けれど、これだけの術式を刻んだ呪具だ。術師の実力も労力も並大抵のものじゃないだろう。そこまでのことをする理由は何なのだろうか。
「一体誰が何のためにそんなことを?」
「それが分からんのじゃ。食事を運ぶ者には度々会うたが、首謀者には会ったことがない。じゃが、見張りの者が食事を運んできたときに言うておった。『しっかり食べないと血が足らなくなるぞ』とな。あとは『こんな幼子じゃ繁殖は無理だ』とかなんとか……」
「血と繁殖……」
「竜の血は万能薬や不老長寿の妙薬の材料と言われていますからねぇ。眉唾ですが」
「そうね。だけど繁殖って……竜と人を交わらせようとしたのかしら。なんて悪趣味な……」
「全く人間って奴は業が深いですねぇ」
ハルが呆れたように肩を竦めた。ハルの言葉には全く同感だ。人間の中には、己の目的を果たすためなら手段を選ばない輩が確かにいる。

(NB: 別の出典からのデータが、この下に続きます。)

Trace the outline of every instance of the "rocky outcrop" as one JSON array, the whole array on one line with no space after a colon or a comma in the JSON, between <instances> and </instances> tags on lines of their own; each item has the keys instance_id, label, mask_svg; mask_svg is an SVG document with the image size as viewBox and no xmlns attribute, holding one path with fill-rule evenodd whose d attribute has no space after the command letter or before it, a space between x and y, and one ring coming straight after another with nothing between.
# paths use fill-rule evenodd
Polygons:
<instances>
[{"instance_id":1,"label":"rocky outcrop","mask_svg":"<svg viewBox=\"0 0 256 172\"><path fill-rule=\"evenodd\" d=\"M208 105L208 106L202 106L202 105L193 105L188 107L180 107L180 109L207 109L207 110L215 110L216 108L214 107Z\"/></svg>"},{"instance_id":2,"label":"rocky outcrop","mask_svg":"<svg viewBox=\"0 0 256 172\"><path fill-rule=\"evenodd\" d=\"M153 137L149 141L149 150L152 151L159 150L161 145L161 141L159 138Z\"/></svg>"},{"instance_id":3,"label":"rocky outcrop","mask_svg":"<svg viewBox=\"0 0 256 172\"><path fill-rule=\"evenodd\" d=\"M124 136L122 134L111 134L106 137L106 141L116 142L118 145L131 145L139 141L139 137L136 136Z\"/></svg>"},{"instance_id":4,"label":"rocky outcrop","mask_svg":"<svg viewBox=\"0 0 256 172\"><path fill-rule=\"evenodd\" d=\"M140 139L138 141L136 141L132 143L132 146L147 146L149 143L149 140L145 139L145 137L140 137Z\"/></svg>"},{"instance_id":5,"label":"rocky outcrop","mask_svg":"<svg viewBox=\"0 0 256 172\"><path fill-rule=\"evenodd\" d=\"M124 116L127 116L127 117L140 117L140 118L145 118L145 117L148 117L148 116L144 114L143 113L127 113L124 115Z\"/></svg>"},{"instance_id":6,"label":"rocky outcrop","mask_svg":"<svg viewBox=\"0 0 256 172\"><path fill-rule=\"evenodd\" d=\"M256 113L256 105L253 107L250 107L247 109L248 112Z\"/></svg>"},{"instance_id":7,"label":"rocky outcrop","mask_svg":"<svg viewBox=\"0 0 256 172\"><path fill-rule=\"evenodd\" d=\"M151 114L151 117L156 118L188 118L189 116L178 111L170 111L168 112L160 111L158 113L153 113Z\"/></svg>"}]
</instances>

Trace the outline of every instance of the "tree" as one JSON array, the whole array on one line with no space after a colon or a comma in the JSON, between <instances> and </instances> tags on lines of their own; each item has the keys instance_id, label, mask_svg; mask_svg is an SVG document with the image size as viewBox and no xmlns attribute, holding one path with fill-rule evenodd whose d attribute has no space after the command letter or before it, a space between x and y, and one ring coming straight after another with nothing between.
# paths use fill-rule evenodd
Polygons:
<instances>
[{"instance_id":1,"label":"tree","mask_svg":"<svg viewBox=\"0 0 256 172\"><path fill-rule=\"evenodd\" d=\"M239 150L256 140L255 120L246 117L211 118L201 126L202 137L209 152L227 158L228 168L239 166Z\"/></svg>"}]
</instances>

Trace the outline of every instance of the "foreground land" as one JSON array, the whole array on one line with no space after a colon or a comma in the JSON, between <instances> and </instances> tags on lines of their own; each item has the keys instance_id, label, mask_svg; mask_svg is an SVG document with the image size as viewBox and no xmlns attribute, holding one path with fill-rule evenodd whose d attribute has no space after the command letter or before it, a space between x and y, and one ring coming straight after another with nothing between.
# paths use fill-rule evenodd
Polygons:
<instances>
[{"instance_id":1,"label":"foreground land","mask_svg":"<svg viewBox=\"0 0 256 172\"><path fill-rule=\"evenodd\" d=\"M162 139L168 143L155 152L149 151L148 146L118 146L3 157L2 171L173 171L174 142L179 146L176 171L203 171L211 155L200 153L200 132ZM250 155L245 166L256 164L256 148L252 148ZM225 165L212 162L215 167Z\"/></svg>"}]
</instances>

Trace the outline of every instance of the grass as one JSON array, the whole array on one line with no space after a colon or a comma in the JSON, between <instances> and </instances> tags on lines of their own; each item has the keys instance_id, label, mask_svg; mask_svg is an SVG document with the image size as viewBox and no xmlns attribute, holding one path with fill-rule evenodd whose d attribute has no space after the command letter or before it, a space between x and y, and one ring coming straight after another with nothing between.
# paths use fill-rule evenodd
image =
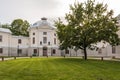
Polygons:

竜の血については黒の書にも記載がある。万能薬エリクシールの素材であるというのは本当のことだ。不老長寿の妙薬については記載がないので、存在自体が怪しい。
そして竜の繁殖とは……。他にも竜が捕らえられていて竜と竜でということなのか、竜と人でということなのか。アンの話だけではどうにも判断ができない。どちらにしても、ろくな目的じゃないことは確かだ。
「それで、どうやって逃げ出したの?」
「見張りが檻に食事を入れる瞬間を狙って、顎に一発食らわせたのじゃ。こんな体じゃが人間の大人の男くらいの力は残っておるからの。奴も幼女だと思うて油断しておったのじゃろう。不意打ちで簡単に気を失いおったわ」
「なかなかやりますねぇ」
「運がよかったわね」
私とハルが感心すると、アンは得意げに大きく頷く。
「うむ。この腕輪がある限り、儂は竜には戻れん。そこで『真理の書』を持つ者ならば、この強力な呪いを解除できるのではないかと考えたのじゃ」
「『真理の書』……黒の書ね」
「そういうことじゃ。儂は特別な魔力を持つ黒持ち……つまりお主を探した。するとそれほど遠くない場所にお主の魔力を感じ取った。この森じゃ」
力を抑制されていても他者の魔力を感じ取れるのか。流石は竜だ。
「よくこんな所まで来られましたねぇ。力を抑えられてるアンさまじゃ、黄泉の森の奥まで来るのは無理でしょぉ?」
「うむ、じゃから儂はこの森に入る前に薬屋で姿を消す薬……エタンドールを盗……ちょっと拝借して使ったのじゃ。ところがクロエの魔力まであと僅かという所で薬が切れてしもうてな。そこをフォレストウルフの奴らに見つかったというわけじゃ」
「悪銭身に付かずってやつですねぇ」
「ハル、それはちょっと違うと思うわ……」
ハルは人間に興味があるのだろう。妙に人間の言葉に詳しいかと思えば、ときどき思い切り間違っている。私は気を取り直してアンに尋ねる。
「そこに私たちが助けに来たというわけね」
「そうじゃ。……ふぅ、すまん、クロエ。話しすぎて少し疲れてしもうたみたいじゃ。今しばらく休ませてもろうてもよいか?」
そう言われてみればアンの顔色が少し悪くなっている。病み上がりに長話をさせてしまって可哀想なことをした。
とは言っても、話が長くなったのは半分以上が本人のせいだけれど。
「あら。無理をさせてしまったわね。ごめんなさい。ゆっくり休んで」
「それじゃぁ、アタシは夕食の準備にかかりますねぇ。フォン・ド・
「楽しみにしておるぞ、ハル」
ハルが寝室を出ていくときに、アンはそう言ってゆっくりと瞼を閉じた。